IDEOLOGICAL DIVIDE: Tuesday's votes showcased different parts of the GOP base.
In the Northeast, more moderate Republicans headed to the polls. Vermont's electorate is the only state where exit or entrance polls have been conducted thus far in the nominating contest in which a majority of Republican voters were moderate or liberal. Among them, Romney won handily with roughly 4 in 10 moderate voters favoring him.
In contrast, Oklahoma voters are among the most conservative to vote yet. Nearly half of that state's voters identified themselves as "very" conservative -- outpacing that group's share of the vote in Oklahoma in both 2008 and 2000. Santorum was the favorite of these voters with about 4 in 10 favoring the former Pennsylvania senator.
RELIGIOUS VOTERS: In Tennessee and Oklahoma three-quarters of voters identified themselves as born again. That tops the share in any state with entrance or exit polls voting prior to Super Tuesday.
In both states, Santorum performed well. In Tennessee and Oklahoma, which Santorum won, he carried about 4 in 10 born-again and evangelical voters. Santorum, who is a Catholic, performed well with born-again and evangelical voters in each of the seven states polled on Tuesday, but they made up a smaller slice of the electorate in other states. In Ohio, for example, just under half of GOP primary voters identified themselves as born-again or evangelical, and Santorum won roughly half of them.
Romney, a Mormon, performed better among Catholics in Ohio -- who made up about a third of the electorate -- than either Santorum or Gingrich, who is also Catholic. Roughly 4 in 10 Catholic voters favored Romney.
BEATING OBAMA: The Super Tuesday states vary greatly in terms of ideology, but the desire to beat President Barack Obama is universal. The ability to defeat Obama is the quality most frequently cited as central to voters' decisions, according to early exit poll results. In Ohio, one of Tuesday's most hotly contested primaries, about 4 in 10 called a candidate's ability to defeat Obama the most important quality guiding their decisions.

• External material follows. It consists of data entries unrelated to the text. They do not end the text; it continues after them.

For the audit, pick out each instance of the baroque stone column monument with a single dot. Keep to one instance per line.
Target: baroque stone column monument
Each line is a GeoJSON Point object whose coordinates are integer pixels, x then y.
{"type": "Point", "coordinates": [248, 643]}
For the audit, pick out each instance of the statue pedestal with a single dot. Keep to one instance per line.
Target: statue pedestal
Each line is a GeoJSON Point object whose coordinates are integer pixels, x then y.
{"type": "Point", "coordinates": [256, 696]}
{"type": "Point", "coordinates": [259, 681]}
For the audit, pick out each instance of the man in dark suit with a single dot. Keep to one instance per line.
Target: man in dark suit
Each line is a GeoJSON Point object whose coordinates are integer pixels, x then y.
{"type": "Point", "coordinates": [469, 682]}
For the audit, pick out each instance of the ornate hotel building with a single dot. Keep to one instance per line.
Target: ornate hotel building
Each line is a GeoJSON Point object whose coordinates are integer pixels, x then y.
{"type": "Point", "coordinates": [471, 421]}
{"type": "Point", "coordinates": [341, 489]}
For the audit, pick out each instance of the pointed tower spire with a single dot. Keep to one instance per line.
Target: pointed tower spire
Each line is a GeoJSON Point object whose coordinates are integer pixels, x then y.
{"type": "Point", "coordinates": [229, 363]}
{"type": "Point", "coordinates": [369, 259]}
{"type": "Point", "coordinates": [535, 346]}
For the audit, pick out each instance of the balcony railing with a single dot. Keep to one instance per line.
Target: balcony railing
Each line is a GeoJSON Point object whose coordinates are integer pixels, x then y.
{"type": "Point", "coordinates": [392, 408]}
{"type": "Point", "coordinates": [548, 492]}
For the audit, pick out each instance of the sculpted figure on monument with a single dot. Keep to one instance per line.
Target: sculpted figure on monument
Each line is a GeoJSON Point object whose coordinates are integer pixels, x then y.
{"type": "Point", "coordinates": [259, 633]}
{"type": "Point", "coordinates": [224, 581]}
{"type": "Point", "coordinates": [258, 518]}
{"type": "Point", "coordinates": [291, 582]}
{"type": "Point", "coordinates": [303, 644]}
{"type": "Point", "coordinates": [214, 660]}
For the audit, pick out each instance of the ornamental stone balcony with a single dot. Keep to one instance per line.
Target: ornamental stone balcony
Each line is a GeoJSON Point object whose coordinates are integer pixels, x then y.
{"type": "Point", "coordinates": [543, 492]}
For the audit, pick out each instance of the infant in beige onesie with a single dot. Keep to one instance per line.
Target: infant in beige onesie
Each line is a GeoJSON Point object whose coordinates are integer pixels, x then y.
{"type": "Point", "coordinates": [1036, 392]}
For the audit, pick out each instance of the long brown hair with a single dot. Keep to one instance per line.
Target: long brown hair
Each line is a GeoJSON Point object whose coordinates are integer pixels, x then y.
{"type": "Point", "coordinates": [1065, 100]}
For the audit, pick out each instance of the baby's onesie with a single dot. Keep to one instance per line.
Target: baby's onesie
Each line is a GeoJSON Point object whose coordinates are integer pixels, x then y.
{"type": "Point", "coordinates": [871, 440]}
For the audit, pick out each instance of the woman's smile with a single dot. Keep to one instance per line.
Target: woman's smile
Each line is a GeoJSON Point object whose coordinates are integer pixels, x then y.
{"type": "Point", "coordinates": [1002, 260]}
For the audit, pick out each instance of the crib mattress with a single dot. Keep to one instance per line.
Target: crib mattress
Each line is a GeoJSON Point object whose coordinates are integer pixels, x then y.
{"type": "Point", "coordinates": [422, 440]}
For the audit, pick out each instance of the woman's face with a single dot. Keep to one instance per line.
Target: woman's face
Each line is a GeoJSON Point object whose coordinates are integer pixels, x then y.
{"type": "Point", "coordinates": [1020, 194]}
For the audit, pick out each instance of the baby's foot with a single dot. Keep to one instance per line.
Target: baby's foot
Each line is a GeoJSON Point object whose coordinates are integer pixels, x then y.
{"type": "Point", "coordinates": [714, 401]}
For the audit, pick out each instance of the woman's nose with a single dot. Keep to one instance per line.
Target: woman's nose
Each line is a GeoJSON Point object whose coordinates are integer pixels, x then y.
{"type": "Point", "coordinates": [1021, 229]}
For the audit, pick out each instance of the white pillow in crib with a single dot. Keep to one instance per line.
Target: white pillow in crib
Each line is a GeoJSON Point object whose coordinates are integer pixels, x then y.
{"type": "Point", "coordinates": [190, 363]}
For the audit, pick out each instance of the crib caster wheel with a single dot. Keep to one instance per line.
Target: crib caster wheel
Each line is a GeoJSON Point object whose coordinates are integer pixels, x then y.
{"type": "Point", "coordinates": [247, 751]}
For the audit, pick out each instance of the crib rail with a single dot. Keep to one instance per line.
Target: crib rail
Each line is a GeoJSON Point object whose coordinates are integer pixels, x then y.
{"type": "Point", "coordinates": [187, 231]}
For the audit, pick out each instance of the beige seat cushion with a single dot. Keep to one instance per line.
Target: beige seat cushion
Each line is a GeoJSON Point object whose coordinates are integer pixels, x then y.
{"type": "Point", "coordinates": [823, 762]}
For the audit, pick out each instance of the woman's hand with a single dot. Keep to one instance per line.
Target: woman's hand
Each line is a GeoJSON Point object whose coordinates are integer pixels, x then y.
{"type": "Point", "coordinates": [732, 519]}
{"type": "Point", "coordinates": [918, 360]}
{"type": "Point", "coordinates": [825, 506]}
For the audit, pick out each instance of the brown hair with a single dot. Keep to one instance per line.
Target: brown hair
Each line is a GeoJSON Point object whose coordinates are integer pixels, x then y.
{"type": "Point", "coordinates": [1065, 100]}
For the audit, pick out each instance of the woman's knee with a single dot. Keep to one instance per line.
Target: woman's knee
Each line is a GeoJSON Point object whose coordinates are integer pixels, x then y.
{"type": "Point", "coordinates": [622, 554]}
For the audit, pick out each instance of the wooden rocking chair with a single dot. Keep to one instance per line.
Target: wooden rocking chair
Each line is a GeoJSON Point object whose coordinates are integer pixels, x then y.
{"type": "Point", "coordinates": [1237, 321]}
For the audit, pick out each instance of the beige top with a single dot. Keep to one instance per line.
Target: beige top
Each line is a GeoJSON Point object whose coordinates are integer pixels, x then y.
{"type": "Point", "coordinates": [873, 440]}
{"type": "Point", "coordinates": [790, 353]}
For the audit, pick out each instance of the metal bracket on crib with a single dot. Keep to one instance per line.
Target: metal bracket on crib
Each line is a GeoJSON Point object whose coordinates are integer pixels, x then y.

In Virginia, nearly half of voters prioritized choosing a candidate who could defeat Obama in November.
In the critical general election state of Ohio, Romney was seen as the candidate with the best chance to defeat Obama by about half of voters. In Tennessee, nearly 4 in 10 voters said Romney was the candidate best equipped to defeat Obama. In Georgia, Gingrich and Romney ran about even on this question.
HOME STATES: Half of the voters in Massachusetts, where Romney was governor, said the state's 2006 health care overhaul went too far. Just over a third of voters said the changes from that law were about right, according to early exit poll results. Massachusetts voters weren't necessarily persuaded to vote for Romney based on his ties to the state -- less than half in early exit polling said his ties to the state mattered somewhat or more to their vote.
For former Gingrich, home state advantage was a big factor in Georgia. Gingrich was winning around three-fourths of the votes of Georgia Republicans saying his relationship to the state affected their vote, according to early results from the survey. Around 6 in 10 said that mattered little to them, and those voters were divided roughly evenly among Gingrich, former Romney and Santorum.
The Ohio survey was conducted for The Associated Press and the television networks by Edison Research as voters left 40 selected polling places in the state. The Ohio poll involved interviews with 2,702 voters and has a margin of sampling error of plus or minus 3 percentage points.
Edison Research also conducted interviews at randomly chosen polling places in Georgia, Massachusetts, Oklahoma, Tennessee, Vermont and Virginia.